Mit solch heiteren, formal wie inhaltlich griffigen Kurzfilmen geht es bei der „Zebra“-Schau los und wird immer experimenteller und abstrakter. Am Ende stehen dann Werke wie „Pipeline“ des Norwegers Kristian Pedersen, der ein Gedicht von Öyvind Rimbereid in farbige Grafik übersetzt, die synästhetisch auf Sprache reagiert: Klang wird Form und Bewegung.

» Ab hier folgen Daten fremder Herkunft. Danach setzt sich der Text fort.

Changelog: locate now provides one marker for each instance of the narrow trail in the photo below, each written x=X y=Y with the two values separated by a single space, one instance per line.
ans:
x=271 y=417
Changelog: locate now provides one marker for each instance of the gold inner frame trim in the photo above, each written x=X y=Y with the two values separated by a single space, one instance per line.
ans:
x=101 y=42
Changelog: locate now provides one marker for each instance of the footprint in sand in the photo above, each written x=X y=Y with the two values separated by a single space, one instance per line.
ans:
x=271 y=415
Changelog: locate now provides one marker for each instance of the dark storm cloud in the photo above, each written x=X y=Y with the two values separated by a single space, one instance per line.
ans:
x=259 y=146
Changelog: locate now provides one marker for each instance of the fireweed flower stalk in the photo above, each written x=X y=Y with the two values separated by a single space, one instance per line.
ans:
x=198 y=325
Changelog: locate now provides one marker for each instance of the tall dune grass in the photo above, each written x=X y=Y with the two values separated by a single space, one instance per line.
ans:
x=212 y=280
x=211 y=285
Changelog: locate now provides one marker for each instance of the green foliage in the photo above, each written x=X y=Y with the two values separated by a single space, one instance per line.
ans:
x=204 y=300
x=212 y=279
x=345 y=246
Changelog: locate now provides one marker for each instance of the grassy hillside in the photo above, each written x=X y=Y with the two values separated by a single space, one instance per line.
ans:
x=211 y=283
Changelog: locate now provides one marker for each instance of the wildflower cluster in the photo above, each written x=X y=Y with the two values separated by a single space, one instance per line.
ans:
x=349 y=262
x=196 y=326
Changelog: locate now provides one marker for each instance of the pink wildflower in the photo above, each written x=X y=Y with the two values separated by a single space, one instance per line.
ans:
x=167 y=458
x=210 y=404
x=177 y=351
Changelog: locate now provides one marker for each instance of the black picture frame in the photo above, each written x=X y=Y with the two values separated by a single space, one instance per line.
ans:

Im deutschen Beitrag „Das Fremde“ blicken wir in ein Uhrwerk, in dem ein Gedicht von Paul Celan akustisch zerlegt wird. Francois Vogel hat in „Marchant Grenu“ einen Spaziergang am Montmartre in einem Strudel aus extremen Weitwinkelbildern aufgelöst. „The Thing With Feathers“ wiederum überträgt Lyrik von Jinn Pogy nicht nur auf Film, sondern übersetzt sie als leidenschaftliches Pas de deux auch in Tanz.
Bisweilen ist der Zuschauer fast überfordert, wenn er etwa den atmosphärisch düsteren Trickfilm „The Black Man“ von Alexander Fedorov sieht, die russische Lyrik von Sergei Yeserin hört und dazu englische Untertitel lesen muss. „Die meisten unserer Filme sind auf Deutsch, aber wir sind ein internationales Festival. Da ist es wichtig, die Originalsprache zu hören, weil sie die Melodie ausmacht“, sagt Thomas Zandegiacomo.
Zum Einstieg in diese bisweilen etwas verwinkelte Welt der Zebrafilme ist ein amerikanischer Giraffenfilm ideal: Über animierten Collagen liegt in „Giraffe“ die Stimme des lyrischen Ichs, das sich über die kuriose Welt der turmhohen Tiere wundert, denen schon bei der Geburt eine Gehirnerschütterung droht, weil sie unsanft ins Leben plumpsen. Auch das ein schönes Bild für die wundersamen Kopfgeburten des Kinos, die im Zeichen des Zebras zu bestaunen sind.